CAMBA Legal Services, which is part of the Brooklyn-based organization CAMBA, provides free representation to tenants in housing court as well as to immigrants seeking residency. The staff of 40, including two pregnant women, began striking on April 15.

“I feel really good about the deal overall,” said Marisa Menna, a staff attorney with CLS. “We won a lot of common sense gains that will enhance quality of life for our members.”

The deal that attorneys and support staff reached with management included annual raises for staff attorneys, as well as lower employee contribution to health insurance premiums, according to staff members. CAMBA also agreed to pay employees 10 percent of their salary when they’re on parental leave, according to Dafina Oruqi, a paralegal for CLS who is eight months pregnant.

CLS staff originally demanded fully paid parental leave. Staff members complained that CAMBA gave out no paid family leave, and that attorneys and staffers often left the organization when they wanted to start a family.
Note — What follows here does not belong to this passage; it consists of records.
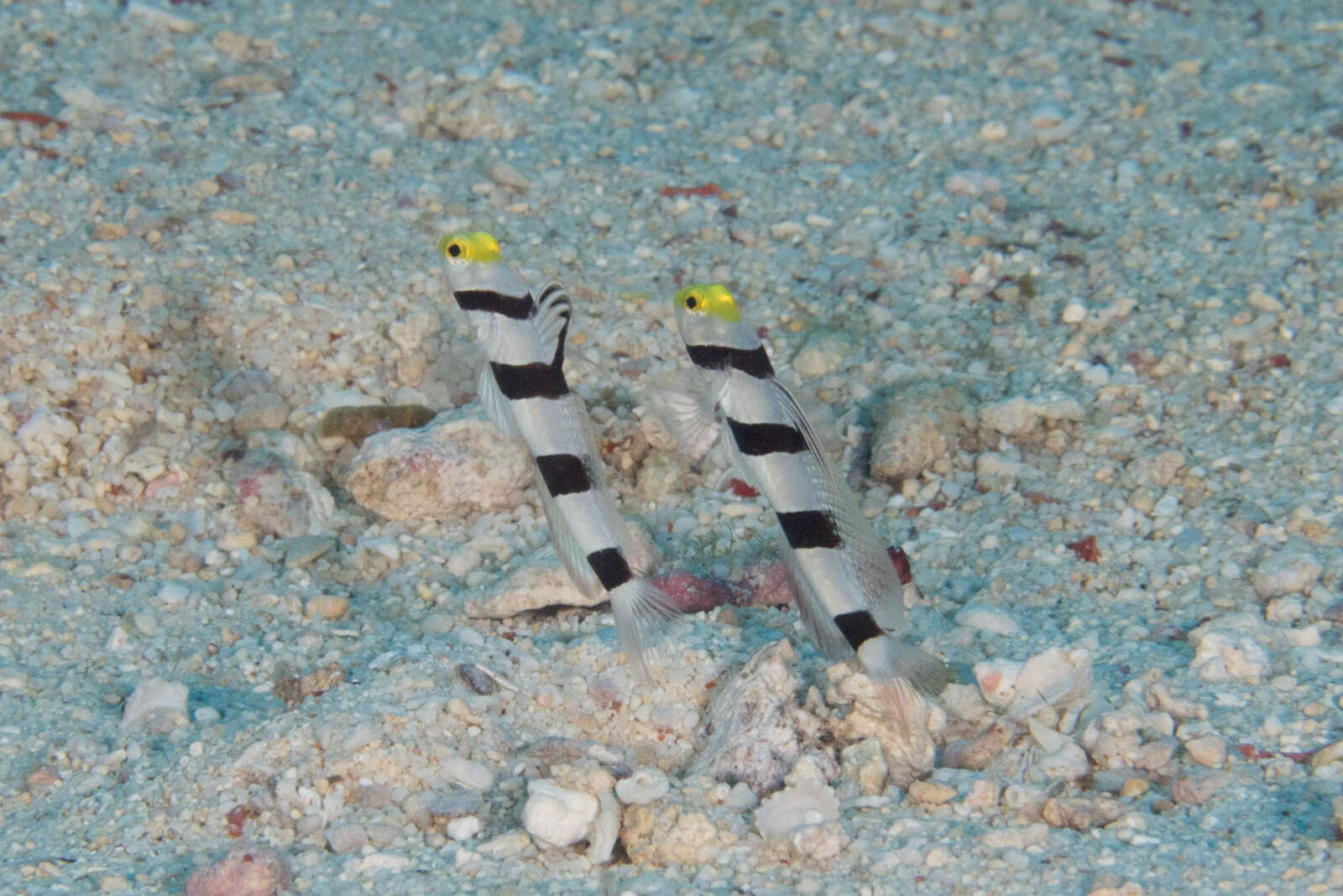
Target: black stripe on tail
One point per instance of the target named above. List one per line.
(510, 306)
(857, 628)
(718, 357)
(756, 439)
(610, 568)
(563, 474)
(809, 529)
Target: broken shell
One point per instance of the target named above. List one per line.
(158, 703)
(794, 808)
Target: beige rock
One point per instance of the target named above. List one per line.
(1209, 750)
(977, 753)
(532, 588)
(865, 765)
(922, 423)
(794, 808)
(931, 793)
(1326, 755)
(328, 607)
(458, 467)
(908, 748)
(668, 833)
(1083, 813)
(1197, 788)
(758, 732)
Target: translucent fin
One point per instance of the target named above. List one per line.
(688, 403)
(497, 408)
(552, 313)
(567, 548)
(876, 580)
(901, 706)
(890, 658)
(641, 612)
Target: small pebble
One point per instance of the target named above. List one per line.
(328, 607)
(642, 786)
(1208, 752)
(557, 815)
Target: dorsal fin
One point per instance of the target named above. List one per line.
(552, 314)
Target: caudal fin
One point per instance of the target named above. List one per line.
(900, 671)
(641, 612)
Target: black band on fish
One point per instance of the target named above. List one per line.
(756, 439)
(610, 568)
(857, 628)
(716, 357)
(563, 474)
(809, 529)
(537, 380)
(510, 306)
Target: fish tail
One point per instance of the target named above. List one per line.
(641, 612)
(901, 705)
(900, 671)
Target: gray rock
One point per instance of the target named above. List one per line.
(756, 730)
(920, 423)
(557, 815)
(452, 468)
(279, 497)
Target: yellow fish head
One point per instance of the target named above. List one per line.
(477, 246)
(713, 300)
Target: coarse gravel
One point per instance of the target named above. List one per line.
(1105, 232)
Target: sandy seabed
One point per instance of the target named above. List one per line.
(1065, 277)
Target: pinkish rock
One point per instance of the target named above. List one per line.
(280, 499)
(693, 595)
(765, 585)
(452, 468)
(248, 869)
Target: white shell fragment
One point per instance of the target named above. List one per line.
(1225, 655)
(1054, 678)
(794, 808)
(644, 786)
(154, 703)
(557, 817)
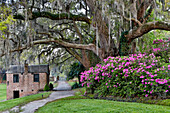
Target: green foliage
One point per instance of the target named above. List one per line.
(46, 88)
(129, 76)
(5, 20)
(2, 92)
(124, 46)
(76, 69)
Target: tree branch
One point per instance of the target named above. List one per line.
(58, 41)
(145, 28)
(55, 16)
(132, 19)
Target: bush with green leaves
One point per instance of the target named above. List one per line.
(135, 75)
(76, 69)
(159, 47)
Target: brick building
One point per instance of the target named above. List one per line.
(26, 80)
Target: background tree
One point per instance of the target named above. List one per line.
(89, 30)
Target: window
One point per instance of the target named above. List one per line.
(36, 77)
(15, 78)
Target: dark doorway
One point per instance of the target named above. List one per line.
(16, 94)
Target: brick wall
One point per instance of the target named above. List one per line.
(26, 85)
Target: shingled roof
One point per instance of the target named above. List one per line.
(31, 69)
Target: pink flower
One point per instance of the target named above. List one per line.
(142, 76)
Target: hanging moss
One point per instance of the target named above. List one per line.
(124, 46)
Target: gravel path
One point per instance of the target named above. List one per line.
(33, 106)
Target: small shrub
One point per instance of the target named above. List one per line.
(129, 76)
(46, 88)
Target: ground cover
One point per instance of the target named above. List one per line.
(81, 105)
(21, 101)
(2, 92)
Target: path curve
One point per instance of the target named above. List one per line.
(34, 105)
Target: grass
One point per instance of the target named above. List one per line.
(2, 92)
(78, 104)
(21, 101)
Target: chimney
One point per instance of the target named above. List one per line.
(25, 67)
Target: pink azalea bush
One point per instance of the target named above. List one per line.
(129, 76)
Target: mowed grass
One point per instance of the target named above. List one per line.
(21, 101)
(68, 105)
(2, 92)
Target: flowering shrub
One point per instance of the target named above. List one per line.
(129, 76)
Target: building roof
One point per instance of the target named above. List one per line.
(31, 69)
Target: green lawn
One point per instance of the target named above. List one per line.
(74, 105)
(21, 101)
(2, 92)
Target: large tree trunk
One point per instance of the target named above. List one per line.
(105, 49)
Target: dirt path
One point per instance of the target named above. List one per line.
(33, 106)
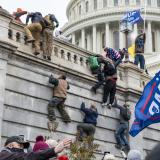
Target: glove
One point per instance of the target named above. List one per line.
(57, 25)
(50, 78)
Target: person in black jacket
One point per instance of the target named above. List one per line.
(87, 128)
(14, 146)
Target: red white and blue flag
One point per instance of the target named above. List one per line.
(147, 110)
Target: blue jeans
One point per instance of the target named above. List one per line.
(120, 134)
(139, 58)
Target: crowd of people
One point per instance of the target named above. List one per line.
(105, 68)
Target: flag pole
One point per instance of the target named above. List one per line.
(145, 11)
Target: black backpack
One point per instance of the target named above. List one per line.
(126, 114)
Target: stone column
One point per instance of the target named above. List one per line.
(107, 34)
(5, 49)
(73, 38)
(83, 38)
(121, 40)
(94, 38)
(149, 37)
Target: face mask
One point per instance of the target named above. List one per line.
(17, 150)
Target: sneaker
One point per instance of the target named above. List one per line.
(30, 40)
(104, 104)
(49, 58)
(36, 53)
(109, 106)
(93, 90)
(118, 146)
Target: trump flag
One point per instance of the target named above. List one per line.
(133, 17)
(147, 110)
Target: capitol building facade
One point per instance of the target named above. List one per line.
(95, 24)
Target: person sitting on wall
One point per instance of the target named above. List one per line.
(125, 115)
(59, 96)
(87, 128)
(51, 22)
(33, 30)
(18, 14)
(58, 34)
(15, 145)
(139, 50)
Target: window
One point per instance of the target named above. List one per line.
(126, 2)
(104, 3)
(149, 2)
(87, 5)
(115, 2)
(80, 10)
(95, 4)
(158, 3)
(138, 2)
(116, 40)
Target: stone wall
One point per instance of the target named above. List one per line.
(25, 92)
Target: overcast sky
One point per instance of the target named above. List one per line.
(57, 7)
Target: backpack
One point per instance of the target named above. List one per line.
(126, 114)
(93, 62)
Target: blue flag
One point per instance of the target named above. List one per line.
(147, 110)
(133, 17)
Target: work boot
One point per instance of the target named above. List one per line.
(30, 40)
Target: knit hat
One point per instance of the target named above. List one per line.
(52, 143)
(134, 155)
(40, 144)
(109, 157)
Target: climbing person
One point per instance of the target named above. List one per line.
(18, 14)
(109, 89)
(139, 50)
(51, 23)
(33, 30)
(125, 116)
(87, 128)
(59, 96)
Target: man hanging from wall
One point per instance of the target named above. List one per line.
(50, 21)
(59, 96)
(109, 89)
(139, 50)
(125, 115)
(33, 30)
(87, 128)
(18, 14)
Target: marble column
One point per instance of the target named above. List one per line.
(94, 38)
(73, 38)
(83, 38)
(149, 37)
(107, 34)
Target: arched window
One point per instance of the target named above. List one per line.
(115, 2)
(87, 6)
(104, 3)
(153, 42)
(95, 4)
(80, 10)
(138, 2)
(158, 3)
(116, 40)
(149, 2)
(126, 2)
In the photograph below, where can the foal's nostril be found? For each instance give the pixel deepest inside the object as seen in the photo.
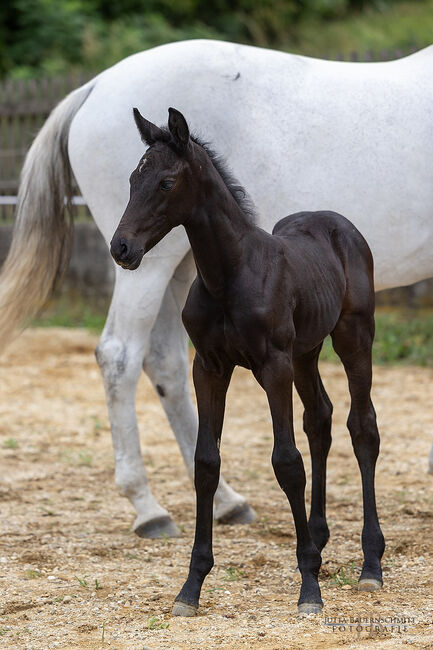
(123, 249)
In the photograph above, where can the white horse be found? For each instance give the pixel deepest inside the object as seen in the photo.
(300, 134)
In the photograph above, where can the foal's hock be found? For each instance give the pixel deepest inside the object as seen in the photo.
(264, 302)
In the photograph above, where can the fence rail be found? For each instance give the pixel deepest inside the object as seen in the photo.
(26, 103)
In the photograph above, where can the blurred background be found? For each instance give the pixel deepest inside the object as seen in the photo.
(48, 47)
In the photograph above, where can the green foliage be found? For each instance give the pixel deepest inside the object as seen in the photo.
(53, 36)
(401, 338)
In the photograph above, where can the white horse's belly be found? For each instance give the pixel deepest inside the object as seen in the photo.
(300, 134)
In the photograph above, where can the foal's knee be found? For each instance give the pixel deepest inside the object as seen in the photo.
(289, 468)
(207, 463)
(117, 363)
(364, 433)
(317, 423)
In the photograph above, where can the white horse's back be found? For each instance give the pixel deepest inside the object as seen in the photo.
(299, 133)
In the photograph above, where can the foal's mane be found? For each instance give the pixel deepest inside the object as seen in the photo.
(237, 191)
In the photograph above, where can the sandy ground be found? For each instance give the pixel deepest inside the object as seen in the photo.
(73, 575)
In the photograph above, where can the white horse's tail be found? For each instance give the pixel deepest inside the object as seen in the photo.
(41, 241)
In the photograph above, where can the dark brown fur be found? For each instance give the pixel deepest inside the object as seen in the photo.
(264, 302)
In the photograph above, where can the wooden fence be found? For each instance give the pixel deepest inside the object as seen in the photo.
(25, 105)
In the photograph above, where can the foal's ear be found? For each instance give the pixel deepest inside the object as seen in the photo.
(178, 128)
(149, 132)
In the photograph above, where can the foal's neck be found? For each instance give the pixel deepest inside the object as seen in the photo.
(216, 230)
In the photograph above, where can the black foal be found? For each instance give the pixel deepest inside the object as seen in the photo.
(264, 302)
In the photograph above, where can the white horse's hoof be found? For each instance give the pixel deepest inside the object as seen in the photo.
(158, 527)
(369, 584)
(310, 608)
(183, 609)
(240, 514)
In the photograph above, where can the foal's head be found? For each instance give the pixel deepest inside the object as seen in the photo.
(163, 188)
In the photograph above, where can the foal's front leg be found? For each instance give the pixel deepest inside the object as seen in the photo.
(211, 392)
(276, 377)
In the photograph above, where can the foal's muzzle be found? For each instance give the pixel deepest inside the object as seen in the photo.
(125, 253)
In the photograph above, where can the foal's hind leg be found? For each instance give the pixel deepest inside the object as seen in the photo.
(276, 377)
(317, 426)
(352, 339)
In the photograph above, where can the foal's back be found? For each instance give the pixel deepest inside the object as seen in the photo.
(332, 268)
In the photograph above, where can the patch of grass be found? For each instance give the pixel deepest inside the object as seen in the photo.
(69, 310)
(343, 577)
(10, 443)
(401, 338)
(156, 624)
(85, 459)
(83, 582)
(32, 574)
(232, 574)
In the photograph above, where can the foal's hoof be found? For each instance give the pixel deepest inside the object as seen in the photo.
(369, 584)
(240, 514)
(183, 609)
(158, 527)
(310, 608)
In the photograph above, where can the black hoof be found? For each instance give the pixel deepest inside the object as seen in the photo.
(241, 514)
(310, 608)
(159, 527)
(183, 609)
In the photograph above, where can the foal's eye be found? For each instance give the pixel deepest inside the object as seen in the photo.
(166, 185)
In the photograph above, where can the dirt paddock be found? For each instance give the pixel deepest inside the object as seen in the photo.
(73, 575)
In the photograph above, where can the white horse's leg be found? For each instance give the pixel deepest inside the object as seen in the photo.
(123, 345)
(167, 366)
(430, 462)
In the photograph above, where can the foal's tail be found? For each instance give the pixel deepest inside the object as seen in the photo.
(41, 241)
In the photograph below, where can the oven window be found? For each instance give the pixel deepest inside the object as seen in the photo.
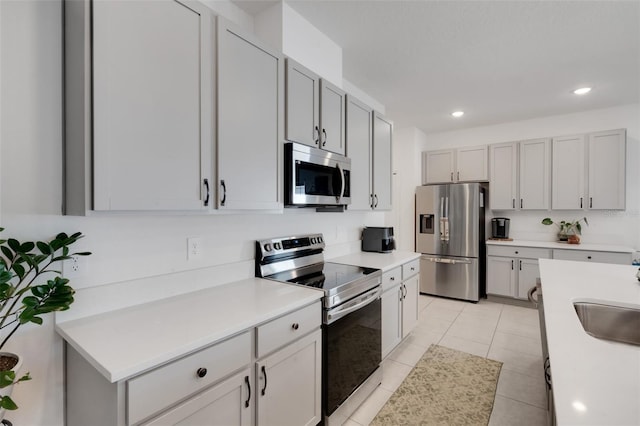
(352, 351)
(314, 179)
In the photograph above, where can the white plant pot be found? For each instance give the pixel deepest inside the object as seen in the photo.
(7, 391)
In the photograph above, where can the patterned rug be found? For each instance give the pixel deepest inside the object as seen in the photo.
(446, 387)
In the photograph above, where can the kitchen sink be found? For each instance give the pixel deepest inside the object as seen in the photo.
(610, 322)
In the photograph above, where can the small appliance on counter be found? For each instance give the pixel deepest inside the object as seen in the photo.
(378, 239)
(500, 228)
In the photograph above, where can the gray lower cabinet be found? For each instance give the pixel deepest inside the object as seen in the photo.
(250, 121)
(512, 271)
(138, 105)
(400, 290)
(267, 375)
(593, 256)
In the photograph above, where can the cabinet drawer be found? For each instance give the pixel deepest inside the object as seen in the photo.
(288, 328)
(410, 269)
(593, 256)
(162, 387)
(391, 278)
(514, 251)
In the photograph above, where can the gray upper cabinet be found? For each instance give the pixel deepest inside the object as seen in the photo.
(607, 169)
(315, 110)
(250, 121)
(139, 103)
(589, 171)
(568, 173)
(382, 146)
(302, 104)
(331, 117)
(359, 148)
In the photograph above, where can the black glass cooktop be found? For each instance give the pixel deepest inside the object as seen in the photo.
(326, 276)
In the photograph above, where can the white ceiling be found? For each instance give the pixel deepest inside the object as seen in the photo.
(499, 61)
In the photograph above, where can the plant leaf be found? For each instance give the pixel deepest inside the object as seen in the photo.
(44, 248)
(7, 403)
(14, 244)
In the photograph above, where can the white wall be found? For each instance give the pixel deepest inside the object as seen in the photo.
(135, 258)
(606, 227)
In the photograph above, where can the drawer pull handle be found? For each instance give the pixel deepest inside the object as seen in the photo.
(264, 373)
(246, 380)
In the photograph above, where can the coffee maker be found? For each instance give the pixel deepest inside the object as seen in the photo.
(500, 228)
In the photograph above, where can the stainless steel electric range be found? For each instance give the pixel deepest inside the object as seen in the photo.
(351, 338)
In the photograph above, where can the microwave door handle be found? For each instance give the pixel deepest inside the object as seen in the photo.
(342, 180)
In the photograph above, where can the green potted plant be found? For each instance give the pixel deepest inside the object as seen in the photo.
(29, 288)
(568, 231)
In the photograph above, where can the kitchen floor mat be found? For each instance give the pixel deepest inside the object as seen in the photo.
(446, 387)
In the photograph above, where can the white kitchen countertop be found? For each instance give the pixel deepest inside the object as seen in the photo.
(564, 246)
(595, 381)
(384, 261)
(126, 342)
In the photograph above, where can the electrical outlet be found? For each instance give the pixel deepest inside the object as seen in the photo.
(194, 248)
(74, 267)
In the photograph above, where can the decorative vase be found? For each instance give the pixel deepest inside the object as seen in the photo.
(6, 360)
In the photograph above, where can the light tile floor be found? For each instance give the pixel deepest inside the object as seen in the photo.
(506, 333)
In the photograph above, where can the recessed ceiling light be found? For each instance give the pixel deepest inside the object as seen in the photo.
(582, 91)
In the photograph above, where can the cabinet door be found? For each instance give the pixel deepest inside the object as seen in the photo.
(289, 384)
(568, 173)
(382, 140)
(535, 174)
(391, 319)
(471, 164)
(250, 82)
(501, 276)
(528, 272)
(302, 105)
(503, 176)
(607, 170)
(437, 166)
(410, 305)
(359, 139)
(331, 117)
(152, 105)
(227, 403)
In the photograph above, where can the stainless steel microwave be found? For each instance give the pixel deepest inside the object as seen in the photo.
(314, 177)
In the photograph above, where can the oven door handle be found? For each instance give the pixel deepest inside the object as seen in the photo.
(360, 302)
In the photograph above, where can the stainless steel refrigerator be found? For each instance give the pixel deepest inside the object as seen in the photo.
(450, 234)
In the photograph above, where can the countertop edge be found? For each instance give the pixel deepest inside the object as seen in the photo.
(563, 246)
(85, 343)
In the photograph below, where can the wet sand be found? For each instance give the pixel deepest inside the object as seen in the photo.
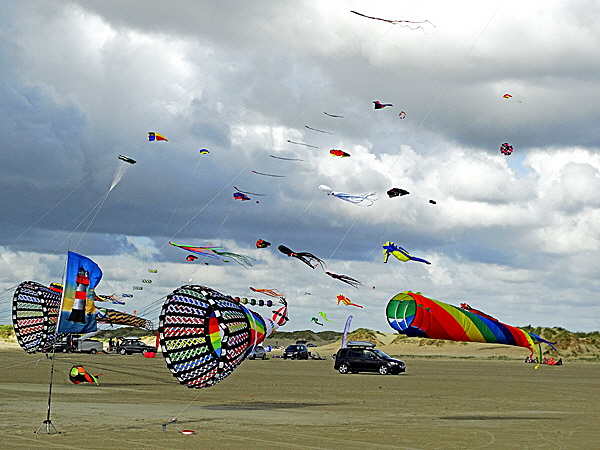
(440, 403)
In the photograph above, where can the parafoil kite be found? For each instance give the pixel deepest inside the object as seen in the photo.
(414, 315)
(335, 152)
(397, 192)
(261, 243)
(78, 375)
(379, 105)
(360, 200)
(392, 249)
(316, 320)
(35, 311)
(406, 23)
(346, 301)
(345, 278)
(307, 258)
(204, 334)
(506, 149)
(324, 316)
(152, 136)
(320, 131)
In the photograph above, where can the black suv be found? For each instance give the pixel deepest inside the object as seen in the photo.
(362, 356)
(296, 351)
(127, 346)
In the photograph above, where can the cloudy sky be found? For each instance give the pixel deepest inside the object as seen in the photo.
(517, 237)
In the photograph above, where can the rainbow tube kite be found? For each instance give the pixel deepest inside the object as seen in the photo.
(414, 315)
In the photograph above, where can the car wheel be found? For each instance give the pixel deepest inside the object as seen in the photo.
(384, 369)
(344, 368)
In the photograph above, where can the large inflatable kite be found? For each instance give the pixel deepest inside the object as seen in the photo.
(414, 315)
(205, 335)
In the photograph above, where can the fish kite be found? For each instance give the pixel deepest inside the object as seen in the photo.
(415, 315)
(261, 243)
(324, 316)
(506, 149)
(360, 200)
(78, 375)
(340, 153)
(406, 23)
(379, 105)
(307, 258)
(397, 192)
(152, 136)
(392, 249)
(346, 301)
(316, 320)
(241, 196)
(345, 278)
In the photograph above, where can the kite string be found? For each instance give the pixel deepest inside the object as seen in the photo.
(188, 405)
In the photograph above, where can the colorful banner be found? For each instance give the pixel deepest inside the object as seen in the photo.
(77, 311)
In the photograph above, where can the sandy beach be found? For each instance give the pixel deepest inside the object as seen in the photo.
(451, 397)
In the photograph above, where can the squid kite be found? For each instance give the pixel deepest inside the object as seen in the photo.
(360, 200)
(152, 136)
(345, 278)
(392, 249)
(346, 301)
(341, 153)
(307, 258)
(379, 105)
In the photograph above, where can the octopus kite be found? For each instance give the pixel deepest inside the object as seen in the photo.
(307, 258)
(346, 301)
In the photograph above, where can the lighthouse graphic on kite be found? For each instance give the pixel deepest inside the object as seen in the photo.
(83, 281)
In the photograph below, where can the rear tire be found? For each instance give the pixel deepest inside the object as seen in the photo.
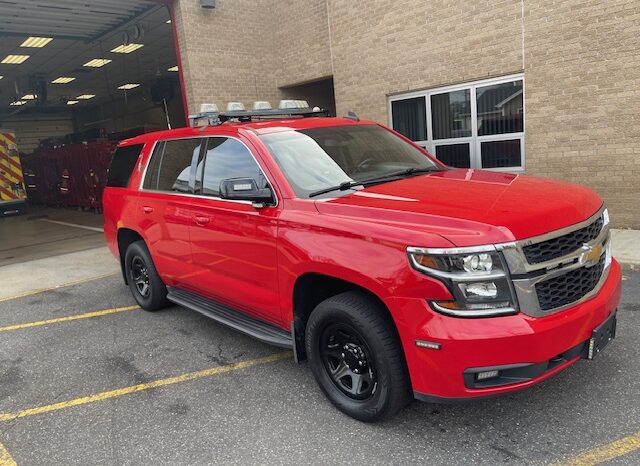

“I’m still not happy, but listen, I don’t have the luxury of being on strike,” Oruqi said. “These days I have to work so I can get a paycheck so I can leave on maternity leave. But that doesn’t mean I agreed to the contract we signed. I respect my coworkers’ decision. Me personally, I would have been on strike a little bit more.”

Because of New York State’s new paid family leave law, Oruqi will collect 55 percent of her salary from the state for ten weeks when she has a child. CAMBA will provide ten percent on top of that.

Oruqi said it’s not enough.

“65 percent is a joke — especially for support staff,” she said.

“We look forward to their return to serving the clients who depend upon us for outstanding legal representation and other services,” a spokesperson for CAMBA told the Brooklyn Eagle in a statement.

CLS staff unionized last may with the Association of Legal Aid Attorneys (UAW Local 2325), and had been battling for a new contract ever since. They held a one-day strike on March 27.

“We made a push definitely and got a lot of last minute political and media support and it was all hugely helpful,” Menna said.